# E-Commerce Recommendations

<b> Author:</b> Dominick Russo <br>
<b>email:</b> dominick.russo19@gmail.com<br>
<br>
The premise of this project is a hypothetical company, "The Company", in the e-commerce industry that would like to develop a recommendation system. "The Company" specializes in selling adhesives and sealants in addition to many related products in other categories. Our purpose is to identify reasonable complements to items a customer is interested in by identifying other items that are often purchased in the same transaction as the item of interest. The reasonable complements can be recommended to the customer through the context of "customers who viewed ... also viewed..." and "customers who purchased ... also purchased..." for the purpose of identifying alternative items or add-on items.

The recommendations will be generated by using the apriori algorithm to extract frequent itemsets for association rule mining. The association rules will take the antecedent (item being viewed/purchased) and recommend associated consequents (complementary items) with the specified support and lift.

####  <u> Key Terms </u>
<ul><b>Association Rules:</b> Probability of association between items based on how frequently they are purchased together. If (X) purchased then (Y) has a higher probability of being purchased. </ul>
<ul><b>Antecedent:</b> Item being viewed or purchased. </ul> 
<ul><b>Consequent:</b> Other item(s) that are frequently purchased in the same transaction.</ul>
<ul><b>Support:</b> The relative frequency the antecedent and consequent show up in the same transactions.</ul>
<ul><b>Lift:</b> The ratio of the observed support to what is expected if the two rules were independent and the item association was completely random.</ul>
<ul><b>Confidence:</b> The reliability measure for the association rules.</ul>
<br>
The data used will be two datasets that have been combined.

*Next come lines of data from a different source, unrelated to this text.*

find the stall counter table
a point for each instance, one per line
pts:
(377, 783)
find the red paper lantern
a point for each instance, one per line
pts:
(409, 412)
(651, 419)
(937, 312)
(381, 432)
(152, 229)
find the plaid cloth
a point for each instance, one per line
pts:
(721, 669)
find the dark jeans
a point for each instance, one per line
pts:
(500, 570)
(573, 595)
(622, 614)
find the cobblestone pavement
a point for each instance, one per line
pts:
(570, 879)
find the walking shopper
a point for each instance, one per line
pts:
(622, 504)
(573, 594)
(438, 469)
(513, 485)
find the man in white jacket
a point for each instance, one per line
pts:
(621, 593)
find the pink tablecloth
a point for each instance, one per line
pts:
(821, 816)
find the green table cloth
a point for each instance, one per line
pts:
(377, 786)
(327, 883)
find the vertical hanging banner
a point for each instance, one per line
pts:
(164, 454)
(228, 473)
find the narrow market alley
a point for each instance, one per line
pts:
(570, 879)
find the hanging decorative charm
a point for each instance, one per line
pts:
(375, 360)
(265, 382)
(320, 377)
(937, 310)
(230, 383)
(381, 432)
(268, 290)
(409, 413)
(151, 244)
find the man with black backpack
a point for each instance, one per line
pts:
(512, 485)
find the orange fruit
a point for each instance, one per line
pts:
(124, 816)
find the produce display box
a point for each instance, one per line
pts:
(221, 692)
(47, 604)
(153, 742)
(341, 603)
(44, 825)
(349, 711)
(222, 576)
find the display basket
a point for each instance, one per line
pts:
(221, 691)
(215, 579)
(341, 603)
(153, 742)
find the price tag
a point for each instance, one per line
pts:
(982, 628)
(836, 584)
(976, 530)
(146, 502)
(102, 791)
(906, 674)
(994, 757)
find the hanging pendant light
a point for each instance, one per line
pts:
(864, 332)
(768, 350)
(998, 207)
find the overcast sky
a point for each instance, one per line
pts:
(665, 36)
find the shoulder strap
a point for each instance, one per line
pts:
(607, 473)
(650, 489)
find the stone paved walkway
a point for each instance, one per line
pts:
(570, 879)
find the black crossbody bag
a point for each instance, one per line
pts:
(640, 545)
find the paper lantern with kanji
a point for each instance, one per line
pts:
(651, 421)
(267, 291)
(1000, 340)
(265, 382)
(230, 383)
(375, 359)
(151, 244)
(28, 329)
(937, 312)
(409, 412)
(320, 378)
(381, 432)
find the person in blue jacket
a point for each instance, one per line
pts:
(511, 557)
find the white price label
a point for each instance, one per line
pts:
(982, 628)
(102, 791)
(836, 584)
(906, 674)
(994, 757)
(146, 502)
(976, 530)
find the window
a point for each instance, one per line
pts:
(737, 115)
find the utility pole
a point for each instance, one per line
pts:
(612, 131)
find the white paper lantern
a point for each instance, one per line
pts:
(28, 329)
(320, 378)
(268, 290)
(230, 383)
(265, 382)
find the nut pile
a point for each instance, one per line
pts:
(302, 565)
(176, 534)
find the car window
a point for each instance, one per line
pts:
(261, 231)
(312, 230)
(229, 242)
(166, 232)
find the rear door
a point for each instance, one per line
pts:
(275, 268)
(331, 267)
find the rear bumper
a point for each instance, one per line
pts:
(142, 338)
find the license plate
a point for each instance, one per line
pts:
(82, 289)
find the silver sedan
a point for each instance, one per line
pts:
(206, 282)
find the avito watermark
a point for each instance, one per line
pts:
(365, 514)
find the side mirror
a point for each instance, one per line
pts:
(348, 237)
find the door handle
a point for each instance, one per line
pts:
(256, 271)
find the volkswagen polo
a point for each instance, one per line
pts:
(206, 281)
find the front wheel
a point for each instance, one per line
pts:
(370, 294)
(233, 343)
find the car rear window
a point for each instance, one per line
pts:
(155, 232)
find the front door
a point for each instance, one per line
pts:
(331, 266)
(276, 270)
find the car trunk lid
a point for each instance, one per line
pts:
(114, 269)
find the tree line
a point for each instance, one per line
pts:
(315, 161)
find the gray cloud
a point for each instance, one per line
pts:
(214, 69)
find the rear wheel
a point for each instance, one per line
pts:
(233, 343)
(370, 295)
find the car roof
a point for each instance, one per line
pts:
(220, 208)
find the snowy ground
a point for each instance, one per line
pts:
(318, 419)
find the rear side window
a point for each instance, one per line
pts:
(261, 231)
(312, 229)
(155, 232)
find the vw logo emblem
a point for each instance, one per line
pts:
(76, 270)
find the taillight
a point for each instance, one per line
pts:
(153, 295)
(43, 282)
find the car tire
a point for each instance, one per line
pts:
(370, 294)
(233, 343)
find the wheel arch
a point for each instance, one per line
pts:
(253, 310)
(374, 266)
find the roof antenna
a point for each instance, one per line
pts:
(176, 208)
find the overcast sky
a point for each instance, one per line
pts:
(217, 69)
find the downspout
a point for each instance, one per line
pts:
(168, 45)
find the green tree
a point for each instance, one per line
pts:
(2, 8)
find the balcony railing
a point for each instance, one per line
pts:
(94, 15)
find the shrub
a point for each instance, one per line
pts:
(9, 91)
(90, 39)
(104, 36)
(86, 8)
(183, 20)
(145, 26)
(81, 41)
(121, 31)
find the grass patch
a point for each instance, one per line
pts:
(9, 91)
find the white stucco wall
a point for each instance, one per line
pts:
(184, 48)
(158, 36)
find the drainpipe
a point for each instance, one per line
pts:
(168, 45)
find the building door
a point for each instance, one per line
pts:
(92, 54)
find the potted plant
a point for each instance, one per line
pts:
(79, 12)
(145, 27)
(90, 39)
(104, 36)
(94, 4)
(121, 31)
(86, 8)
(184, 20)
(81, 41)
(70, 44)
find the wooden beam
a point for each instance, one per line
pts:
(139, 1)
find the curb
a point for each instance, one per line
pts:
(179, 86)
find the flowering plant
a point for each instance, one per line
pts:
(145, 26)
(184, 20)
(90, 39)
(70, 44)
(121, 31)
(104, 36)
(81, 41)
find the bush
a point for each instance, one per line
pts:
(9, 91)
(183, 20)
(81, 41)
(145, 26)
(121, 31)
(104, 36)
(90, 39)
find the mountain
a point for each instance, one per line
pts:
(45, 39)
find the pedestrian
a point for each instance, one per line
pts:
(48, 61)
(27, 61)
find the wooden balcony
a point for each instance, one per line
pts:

There is a dataset with six months of transactions where items in the "adhesives and sealants" category were purchased and another dataset containing all transactions over a two week period. The raw data contains:

<ul><b>Order Number:</b> The unique identifier for each individual transaction</ul>
<ul><b>l1:</b> Level 1 product identifier (most broad)</ul>
<ul><b>l2:</b> Level 2 product identifier</ul>
<ul><b>l3:</b> Level 3 product identifier (most granular)</ul>
<ul><b>Sku:</b> The unique identifier for a specific item</ul>
<ul><b>Brand:</b> The unique identifier for the specific brand of an item </ul>

In [1]:
# Import Libraries
import sqlite3
import pandas as pd
import numpy as np
#!pip install mlxtend
from mlxtend.frequent_patterns import apriori
from mlxtend.frequent_patterns import association_rules
from mlxtend.preprocessing import TransactionEncoder

### Data Preparation
Load the raw data into pandas dataframes and seperate into columns.

In [2]:
# Load txt files into pandas and separate columns 
adhesiveSealantTrans = pd.read_csv("/Users/DJ/E-Commerce-Recommendations/e-comm-data/Transactions with A&S.txt",sep='\t', header=0)
allTransaction = pd.read_csv("/Users/DJ/E-Commerce-Recommendations/e-comm-data/All Transations - 2 Weeks.txt", sep='\t', header=0)

In [3]:
# Verify the data loaded correctly
adhesiveSealantTrans.head(5)

Unnamed: 0,order_number,l1,l2,l3,sku,brand
0,1182478,"Adhesives, Sealants and Tape",Putties,Putties,122821,2180
1,63908,"Adhesives, Sealants and Tape",Caulks,Caulks and Sealants,276172,1054
2,1165840,"Adhesives, Sealants and Tape",Concrete and Asphalt,Concrete Cleaners and Sealers,110119,4326
3,928748,Material Handling,Casters and Wheels,Plate Casters,71052,1793
4,1088891,"Adhesives, Sealants and Tape",Glues and Cements,Retaining Compounds,251285,2515


In [4]:
# Verify the data loaded correctly
allTransaction.head(5)

Unnamed: 0,order_number,l1,l2,l3,sku,brand
0,168266,Power Tools,Power Saws and Accessories,Reciprocating Saw Blades,265105,2768
1,123986,Safety,Spill Control Supplies,Temporary Leak Repair,215839,586
2,158978,Hardware,Door Hardware,Thresholds,284756,1793
3,449035,"Electronics, Appliances, and Batteries",Batteries,Standard Batteries,12579,1231
4,781232,Motors,General Purpose AC Motors,General Purpose AC Motors,194681,2603


<br>
Both dataframes will be combined since the goal is recommending the items most frequently associated with each other regardless of category.

In [5]:
# Combine transaction data since adhesives/sealants do not need to be seperate from all other transactions
frames = [adhesiveSealantTrans, allTransaction]
allTransactions = pd.concat(frames)

# Check data loaded correctly
allTransactions.head()

Unnamed: 0,order_number,l1,l2,l3,sku,brand
0,1182478,"Adhesives, Sealants and Tape",Putties,Putties,122821,2180
1,63908,"Adhesives, Sealants and Tape",Caulks,Caulks and Sealants,276172,1054
2,1165840,"Adhesives, Sealants and Tape",Concrete and Asphalt,Concrete Cleaners and Sealers,110119,4326
3,928748,Material Handling,Casters and Wheels,Plate Casters,71052,1793
4,1088891,"Adhesives, Sealants and Tape",Glues and Cements,Retaining Compounds,251285,2515


In [6]:
# See final shape of combined dataset
allTransactions.shape

(5494816, 6)

In [7]:
# Check data types
print("All Transactions Data", allTransactions.dtypes)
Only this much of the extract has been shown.